本の中でしか見たことのない、五階も六階もあるような建物。大都会だ。
その道を、寒さに身をすくめながら行き交っているのは、醜い野ブタばかりだった。
荒っぽく雪を踏む音に、道行く野ブタが顔を上げる。
ソビエト軍の制服を着た野ブタが僕らを追ってきている。
捕まるのは嫌だ。研究材料にされるのはもう嫌だ。
僕はエカテリーナ先生の腕をギュッと握った。
エカテリーナ先生が、僕に注射器を見せた。
僕とエカテリーナ先生は、身を寄せ合って町を歩いた。
走れば目立つ。何も知らないように。何事もなかったかのように。
軍服の野ブタが僕らの肩を掴み、僕らの顔を覗き込み……
そしてすぐに立ち去った。
僕とエカテリーナ先生は、顔を見合わせてクスクス笑った。
野ブタを騙せたのが嬉しかったのと……
薬の力で野ブタに変身したお互いの顔が可笑しかったから。
野ブタの軍隊が僕らのイャーシチェリッツァ村に押しかけたあの日、村のみんなはエカテリーナ先生の注射を受けて野ブタに変身して危機をやり過ごした。

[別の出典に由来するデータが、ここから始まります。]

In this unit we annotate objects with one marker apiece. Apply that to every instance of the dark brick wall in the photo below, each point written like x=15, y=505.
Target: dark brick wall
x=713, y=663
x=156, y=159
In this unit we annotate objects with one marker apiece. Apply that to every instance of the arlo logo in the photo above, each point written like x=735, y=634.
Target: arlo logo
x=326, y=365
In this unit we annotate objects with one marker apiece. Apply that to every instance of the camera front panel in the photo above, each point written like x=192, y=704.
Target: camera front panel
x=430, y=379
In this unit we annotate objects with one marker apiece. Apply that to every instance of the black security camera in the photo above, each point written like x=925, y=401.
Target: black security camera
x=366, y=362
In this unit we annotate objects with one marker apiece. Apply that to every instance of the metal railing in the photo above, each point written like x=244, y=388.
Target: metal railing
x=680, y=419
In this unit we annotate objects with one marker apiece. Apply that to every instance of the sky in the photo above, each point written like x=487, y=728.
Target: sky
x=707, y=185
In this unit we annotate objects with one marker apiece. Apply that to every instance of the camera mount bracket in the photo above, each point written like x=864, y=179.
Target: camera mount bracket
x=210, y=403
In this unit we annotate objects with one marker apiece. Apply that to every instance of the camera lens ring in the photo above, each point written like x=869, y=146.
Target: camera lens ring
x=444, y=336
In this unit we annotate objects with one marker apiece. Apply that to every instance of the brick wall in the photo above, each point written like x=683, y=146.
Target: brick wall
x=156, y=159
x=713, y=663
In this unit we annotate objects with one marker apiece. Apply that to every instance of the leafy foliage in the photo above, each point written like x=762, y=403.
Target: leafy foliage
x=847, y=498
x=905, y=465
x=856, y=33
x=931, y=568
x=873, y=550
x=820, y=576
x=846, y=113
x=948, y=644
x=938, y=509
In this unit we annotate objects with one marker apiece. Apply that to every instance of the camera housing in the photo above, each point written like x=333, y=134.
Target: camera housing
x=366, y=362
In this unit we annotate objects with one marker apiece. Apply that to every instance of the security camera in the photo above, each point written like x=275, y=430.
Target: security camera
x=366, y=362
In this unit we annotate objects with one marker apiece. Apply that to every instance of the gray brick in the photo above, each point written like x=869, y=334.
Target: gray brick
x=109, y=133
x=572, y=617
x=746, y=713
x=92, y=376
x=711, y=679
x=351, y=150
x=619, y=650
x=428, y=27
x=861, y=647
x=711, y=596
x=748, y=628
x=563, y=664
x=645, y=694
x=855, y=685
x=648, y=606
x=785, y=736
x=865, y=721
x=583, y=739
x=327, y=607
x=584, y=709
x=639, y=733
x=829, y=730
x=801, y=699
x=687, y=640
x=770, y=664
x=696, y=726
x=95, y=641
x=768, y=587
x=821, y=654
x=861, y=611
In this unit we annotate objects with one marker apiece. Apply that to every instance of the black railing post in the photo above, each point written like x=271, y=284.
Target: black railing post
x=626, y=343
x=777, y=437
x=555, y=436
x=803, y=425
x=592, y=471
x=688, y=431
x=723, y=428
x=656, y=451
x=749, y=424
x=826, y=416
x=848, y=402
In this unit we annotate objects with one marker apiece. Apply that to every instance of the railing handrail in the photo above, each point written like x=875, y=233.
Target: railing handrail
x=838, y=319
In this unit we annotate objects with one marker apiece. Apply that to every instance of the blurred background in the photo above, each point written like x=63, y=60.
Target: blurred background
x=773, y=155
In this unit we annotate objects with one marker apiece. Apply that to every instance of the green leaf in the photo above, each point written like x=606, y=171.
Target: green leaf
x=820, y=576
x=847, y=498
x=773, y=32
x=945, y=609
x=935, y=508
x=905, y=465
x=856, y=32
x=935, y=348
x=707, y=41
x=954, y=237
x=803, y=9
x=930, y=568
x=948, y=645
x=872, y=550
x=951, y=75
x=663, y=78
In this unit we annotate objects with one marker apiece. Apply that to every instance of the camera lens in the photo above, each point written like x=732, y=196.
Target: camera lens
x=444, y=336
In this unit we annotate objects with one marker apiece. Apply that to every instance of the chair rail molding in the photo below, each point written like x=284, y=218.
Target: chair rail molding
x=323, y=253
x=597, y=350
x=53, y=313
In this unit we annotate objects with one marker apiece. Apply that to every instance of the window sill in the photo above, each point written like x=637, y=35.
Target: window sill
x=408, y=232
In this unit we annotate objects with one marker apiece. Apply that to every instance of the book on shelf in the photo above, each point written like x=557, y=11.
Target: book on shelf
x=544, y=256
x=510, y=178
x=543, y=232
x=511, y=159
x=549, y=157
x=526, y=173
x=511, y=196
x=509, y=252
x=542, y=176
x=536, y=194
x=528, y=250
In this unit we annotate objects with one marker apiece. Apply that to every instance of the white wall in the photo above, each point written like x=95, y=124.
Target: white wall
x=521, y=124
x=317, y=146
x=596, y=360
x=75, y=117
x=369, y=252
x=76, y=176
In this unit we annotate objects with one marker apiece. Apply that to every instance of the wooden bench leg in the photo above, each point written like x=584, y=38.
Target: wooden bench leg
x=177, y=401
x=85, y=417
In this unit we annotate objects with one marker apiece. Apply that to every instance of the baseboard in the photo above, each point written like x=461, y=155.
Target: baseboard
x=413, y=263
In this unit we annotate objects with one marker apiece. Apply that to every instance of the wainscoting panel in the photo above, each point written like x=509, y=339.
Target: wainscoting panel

父さんの服を着ていた野ブタは、本当に父さんだったんだ。
「みんな無事よ。もちろんカルルもね」
嬉しくって涙が出た。
「ここはどこなの?」
喉まで野ブタになったことで、麻酔でつぶされた僕の声が戻ってきた。
「モスクワよ」
「ソビエトの首都?」
「そうよ」
よくできました、と、エカテリーナ先生が僕の頭を撫でた。
毛髪がモサモサして気持ち悪かったけど、エカテリーナ先生の手は、ウロコがなくても優しかった。
モスクワを離れて。
東へ向かう汽車の中で、ほかの乗客に聞かれないように寄り添って、エカテリーナ先生が僕の耳もとで声をひそめて教えてくれた。

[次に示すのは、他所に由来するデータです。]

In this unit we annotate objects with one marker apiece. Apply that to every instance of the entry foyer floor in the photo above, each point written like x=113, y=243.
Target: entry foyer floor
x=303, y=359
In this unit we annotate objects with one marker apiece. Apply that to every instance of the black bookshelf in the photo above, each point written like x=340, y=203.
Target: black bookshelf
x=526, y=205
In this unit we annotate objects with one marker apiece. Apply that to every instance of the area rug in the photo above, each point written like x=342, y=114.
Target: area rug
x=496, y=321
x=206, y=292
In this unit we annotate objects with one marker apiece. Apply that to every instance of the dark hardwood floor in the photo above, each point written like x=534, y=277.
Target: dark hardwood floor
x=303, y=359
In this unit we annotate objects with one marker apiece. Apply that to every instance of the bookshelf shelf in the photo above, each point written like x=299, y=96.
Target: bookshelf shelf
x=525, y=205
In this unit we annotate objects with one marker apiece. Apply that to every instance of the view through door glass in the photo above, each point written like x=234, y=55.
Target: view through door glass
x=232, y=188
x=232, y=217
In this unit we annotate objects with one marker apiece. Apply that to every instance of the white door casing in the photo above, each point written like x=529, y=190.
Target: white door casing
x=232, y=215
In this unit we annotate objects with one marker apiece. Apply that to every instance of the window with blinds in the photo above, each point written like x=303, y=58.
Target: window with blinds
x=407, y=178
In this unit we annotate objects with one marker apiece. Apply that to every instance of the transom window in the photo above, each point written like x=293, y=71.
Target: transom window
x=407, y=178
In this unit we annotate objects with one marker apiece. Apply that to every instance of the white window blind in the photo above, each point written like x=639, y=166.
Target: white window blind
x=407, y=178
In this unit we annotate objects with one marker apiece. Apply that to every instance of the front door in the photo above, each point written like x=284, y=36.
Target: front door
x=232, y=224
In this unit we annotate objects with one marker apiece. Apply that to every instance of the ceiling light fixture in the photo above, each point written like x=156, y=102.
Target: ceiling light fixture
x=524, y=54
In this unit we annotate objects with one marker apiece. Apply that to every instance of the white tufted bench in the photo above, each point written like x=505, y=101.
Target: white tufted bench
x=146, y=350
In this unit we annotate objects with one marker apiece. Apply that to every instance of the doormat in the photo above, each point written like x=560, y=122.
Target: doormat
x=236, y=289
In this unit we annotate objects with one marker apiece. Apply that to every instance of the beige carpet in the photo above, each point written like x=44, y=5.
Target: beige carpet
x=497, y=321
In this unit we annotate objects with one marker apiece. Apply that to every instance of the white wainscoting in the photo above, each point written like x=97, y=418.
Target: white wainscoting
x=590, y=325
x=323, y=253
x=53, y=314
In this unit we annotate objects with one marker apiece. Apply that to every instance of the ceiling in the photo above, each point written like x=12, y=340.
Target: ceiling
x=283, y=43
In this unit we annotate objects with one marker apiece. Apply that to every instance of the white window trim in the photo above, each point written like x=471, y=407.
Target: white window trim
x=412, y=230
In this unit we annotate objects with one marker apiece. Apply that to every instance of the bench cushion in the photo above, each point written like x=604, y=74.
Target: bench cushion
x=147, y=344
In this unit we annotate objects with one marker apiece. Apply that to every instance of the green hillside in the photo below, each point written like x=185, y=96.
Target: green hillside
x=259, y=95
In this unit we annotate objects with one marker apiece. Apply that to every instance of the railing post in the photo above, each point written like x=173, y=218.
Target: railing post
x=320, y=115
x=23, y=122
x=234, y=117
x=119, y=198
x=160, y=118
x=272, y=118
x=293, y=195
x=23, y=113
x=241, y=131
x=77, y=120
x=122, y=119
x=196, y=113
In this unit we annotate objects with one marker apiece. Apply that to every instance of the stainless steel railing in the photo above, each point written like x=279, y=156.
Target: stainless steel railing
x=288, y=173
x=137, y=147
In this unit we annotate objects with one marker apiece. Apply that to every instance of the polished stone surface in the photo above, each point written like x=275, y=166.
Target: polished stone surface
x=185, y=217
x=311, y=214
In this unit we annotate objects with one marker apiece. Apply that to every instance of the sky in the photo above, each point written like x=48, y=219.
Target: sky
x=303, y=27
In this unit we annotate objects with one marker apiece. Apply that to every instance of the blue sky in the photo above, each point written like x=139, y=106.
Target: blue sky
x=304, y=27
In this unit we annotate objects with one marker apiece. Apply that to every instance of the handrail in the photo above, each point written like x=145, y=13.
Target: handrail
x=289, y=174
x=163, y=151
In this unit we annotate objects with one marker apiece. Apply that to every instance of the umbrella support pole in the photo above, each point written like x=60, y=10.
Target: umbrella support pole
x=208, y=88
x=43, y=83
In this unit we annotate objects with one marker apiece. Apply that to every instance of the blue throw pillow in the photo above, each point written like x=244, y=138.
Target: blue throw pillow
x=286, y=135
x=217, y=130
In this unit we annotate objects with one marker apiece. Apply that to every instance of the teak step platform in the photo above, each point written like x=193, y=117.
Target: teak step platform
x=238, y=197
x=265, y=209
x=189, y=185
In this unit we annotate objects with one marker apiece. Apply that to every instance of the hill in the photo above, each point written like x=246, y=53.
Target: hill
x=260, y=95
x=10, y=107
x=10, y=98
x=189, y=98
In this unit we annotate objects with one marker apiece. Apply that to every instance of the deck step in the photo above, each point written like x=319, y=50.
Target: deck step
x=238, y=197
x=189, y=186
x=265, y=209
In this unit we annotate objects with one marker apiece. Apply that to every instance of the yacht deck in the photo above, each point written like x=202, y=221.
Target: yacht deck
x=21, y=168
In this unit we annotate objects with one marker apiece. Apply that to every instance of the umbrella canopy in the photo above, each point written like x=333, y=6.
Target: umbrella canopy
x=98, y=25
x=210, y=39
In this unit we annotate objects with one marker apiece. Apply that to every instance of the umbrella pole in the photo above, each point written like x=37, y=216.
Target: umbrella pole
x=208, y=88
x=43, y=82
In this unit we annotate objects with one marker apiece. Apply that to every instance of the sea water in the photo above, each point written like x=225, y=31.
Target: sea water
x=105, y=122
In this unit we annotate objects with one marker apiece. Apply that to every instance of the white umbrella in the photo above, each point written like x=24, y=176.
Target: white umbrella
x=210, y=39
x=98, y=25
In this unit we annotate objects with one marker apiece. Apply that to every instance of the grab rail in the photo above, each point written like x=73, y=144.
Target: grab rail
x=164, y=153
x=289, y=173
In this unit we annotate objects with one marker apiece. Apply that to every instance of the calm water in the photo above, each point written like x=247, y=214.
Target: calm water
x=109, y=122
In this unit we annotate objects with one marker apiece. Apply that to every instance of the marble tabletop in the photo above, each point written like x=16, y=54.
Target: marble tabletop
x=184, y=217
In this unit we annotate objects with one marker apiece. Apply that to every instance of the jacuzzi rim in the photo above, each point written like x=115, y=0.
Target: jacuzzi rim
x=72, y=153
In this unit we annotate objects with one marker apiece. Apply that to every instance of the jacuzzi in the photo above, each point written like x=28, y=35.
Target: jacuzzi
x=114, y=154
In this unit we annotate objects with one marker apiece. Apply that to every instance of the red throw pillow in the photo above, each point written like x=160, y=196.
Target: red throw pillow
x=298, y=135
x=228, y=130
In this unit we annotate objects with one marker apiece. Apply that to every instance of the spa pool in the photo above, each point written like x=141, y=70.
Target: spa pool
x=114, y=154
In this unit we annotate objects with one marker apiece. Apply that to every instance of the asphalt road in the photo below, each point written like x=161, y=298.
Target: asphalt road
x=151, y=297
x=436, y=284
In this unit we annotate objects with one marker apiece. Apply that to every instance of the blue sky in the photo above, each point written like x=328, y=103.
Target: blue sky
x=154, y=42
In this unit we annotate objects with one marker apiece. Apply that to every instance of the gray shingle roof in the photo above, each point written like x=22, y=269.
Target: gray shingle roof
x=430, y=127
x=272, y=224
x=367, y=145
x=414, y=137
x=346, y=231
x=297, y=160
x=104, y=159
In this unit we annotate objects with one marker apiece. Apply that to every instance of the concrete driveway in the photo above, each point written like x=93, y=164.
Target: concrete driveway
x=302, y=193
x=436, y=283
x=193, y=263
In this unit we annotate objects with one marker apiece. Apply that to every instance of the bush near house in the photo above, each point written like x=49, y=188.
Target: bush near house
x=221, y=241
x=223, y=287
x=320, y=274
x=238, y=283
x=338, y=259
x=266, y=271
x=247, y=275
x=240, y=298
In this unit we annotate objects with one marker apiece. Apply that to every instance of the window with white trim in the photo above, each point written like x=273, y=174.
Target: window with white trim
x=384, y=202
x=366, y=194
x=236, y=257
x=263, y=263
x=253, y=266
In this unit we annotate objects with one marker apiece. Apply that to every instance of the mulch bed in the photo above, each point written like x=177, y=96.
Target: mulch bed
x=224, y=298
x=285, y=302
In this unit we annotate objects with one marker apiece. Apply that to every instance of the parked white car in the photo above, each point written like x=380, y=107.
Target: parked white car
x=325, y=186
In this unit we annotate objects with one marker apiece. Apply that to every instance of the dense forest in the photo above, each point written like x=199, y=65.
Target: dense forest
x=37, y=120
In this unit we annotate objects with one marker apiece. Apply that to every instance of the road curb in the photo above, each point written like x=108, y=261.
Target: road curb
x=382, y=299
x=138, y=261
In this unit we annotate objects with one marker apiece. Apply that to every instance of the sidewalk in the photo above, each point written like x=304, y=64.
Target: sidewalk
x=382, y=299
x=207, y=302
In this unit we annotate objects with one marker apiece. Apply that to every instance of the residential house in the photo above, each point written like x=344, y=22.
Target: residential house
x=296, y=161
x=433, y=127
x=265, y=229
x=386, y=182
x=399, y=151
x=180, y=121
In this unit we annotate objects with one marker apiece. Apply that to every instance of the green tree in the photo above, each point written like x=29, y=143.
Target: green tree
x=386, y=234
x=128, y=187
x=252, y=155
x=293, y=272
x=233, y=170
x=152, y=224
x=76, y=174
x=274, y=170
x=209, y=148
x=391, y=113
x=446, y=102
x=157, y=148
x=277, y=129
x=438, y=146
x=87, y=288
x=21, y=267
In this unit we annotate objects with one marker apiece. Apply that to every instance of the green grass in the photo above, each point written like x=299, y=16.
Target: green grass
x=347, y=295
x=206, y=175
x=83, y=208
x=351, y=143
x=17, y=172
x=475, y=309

「私達が野ブタと呼んでいたあいつらこそが本当のソビエト人なの。私達はやつらから見ればトカゲ型の地底人ってことになるのよ」
十字架もどきのお墓の主は、エカテリーナ先生の伯母さんだった。
「私と伯母は、もともと良く似た顔なのよ。だからでしょうね、私達にはソビエト人の顔の見分けなんてつかないけれど、ソビエト人に変身したあとの姿も瓜二つみたい」
『さらば故郷よ』は実話。先生の伯母さんは、地底合衆国の科学者だった。
地底連邦の兵士に助けられて地上へ脱出して、連邦も合衆国も関係なく暮らしていたけれど、あの年代の人が故郷を忘れるのは難しいらしくって、お墓は合衆国式にしてほしいというのが遺言だった。

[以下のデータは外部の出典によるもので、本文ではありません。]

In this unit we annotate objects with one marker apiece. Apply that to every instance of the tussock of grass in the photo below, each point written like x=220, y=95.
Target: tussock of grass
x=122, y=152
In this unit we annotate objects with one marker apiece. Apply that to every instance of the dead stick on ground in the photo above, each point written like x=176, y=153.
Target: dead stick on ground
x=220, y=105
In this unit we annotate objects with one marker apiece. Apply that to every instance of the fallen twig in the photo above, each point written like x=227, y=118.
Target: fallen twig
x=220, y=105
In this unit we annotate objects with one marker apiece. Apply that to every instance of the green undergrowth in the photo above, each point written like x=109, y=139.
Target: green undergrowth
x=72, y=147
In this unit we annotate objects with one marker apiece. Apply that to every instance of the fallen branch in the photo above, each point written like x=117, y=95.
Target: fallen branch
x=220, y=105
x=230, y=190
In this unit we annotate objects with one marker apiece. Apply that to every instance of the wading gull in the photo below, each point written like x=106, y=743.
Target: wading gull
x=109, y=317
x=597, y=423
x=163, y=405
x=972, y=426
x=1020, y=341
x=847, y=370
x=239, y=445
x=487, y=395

だけど村には、伯母さん自身を憎んではいなくても合衆国の印を見るといろいろ思い出してしまうっていうお年寄りも居て、だから伯母さんのお墓はみんなのとは離れた場所に建てられた。
「ソビエト人に変身する薬と、もとの姿に戻る薬は、もともと伯母が開発を進めていたものなの。伯母は自らの体を実験台にして命を落とした……でもそのおかげでこれらの薬は完成したのよ」
それからエカテリーナ先生は、野ブタの姿でソビエトを旅して、ソビエトについて調べて回った。
伯母さんのお墓に一匹だけで現れた野ブタはその時に出逢ったヤツで、エカテリーナ先生のことを勝手に恋人だと思い込んでいた。
「冗談じゃないわ。たとえ彼らの外見を私達そっくりにできたとしても、中身は野ブタなのよ」
伯母さんの体は研究のためにずっと保存されていて、去年やっと埋葬できた。
お墓の周りの木が枯れたのは、伯母さんの体に染み込んでいた薬品が棺から漏れ出たためだった。
汽車は港町へ走る。
「船に乗って外国へ行くの。村のみんなは先に行って私達を待ってる。イャーシチェリッツァ村にはもう誰も居ないわ」
僕らの先祖が地底世界を離れてから、こういう引っ越しは何度もくり返されてきた。
「あなたのせいってわけじゃあないわ。もともとその予定で準備をしていたのよ。村の周りに野ブタが増えすぎてしまったからね」
ずっと前にツングースカを離れた際は、大爆発を起こして痕跡を消した。
「私が生まれる前だったけど、伯母さんの話では思ったよりも大きな騒ぎになってしまって困ったらしいわ」
だからウラル山脈でスノートレッキング中の学生に見つかった時には、学生九人を皆殺しにするに留めた。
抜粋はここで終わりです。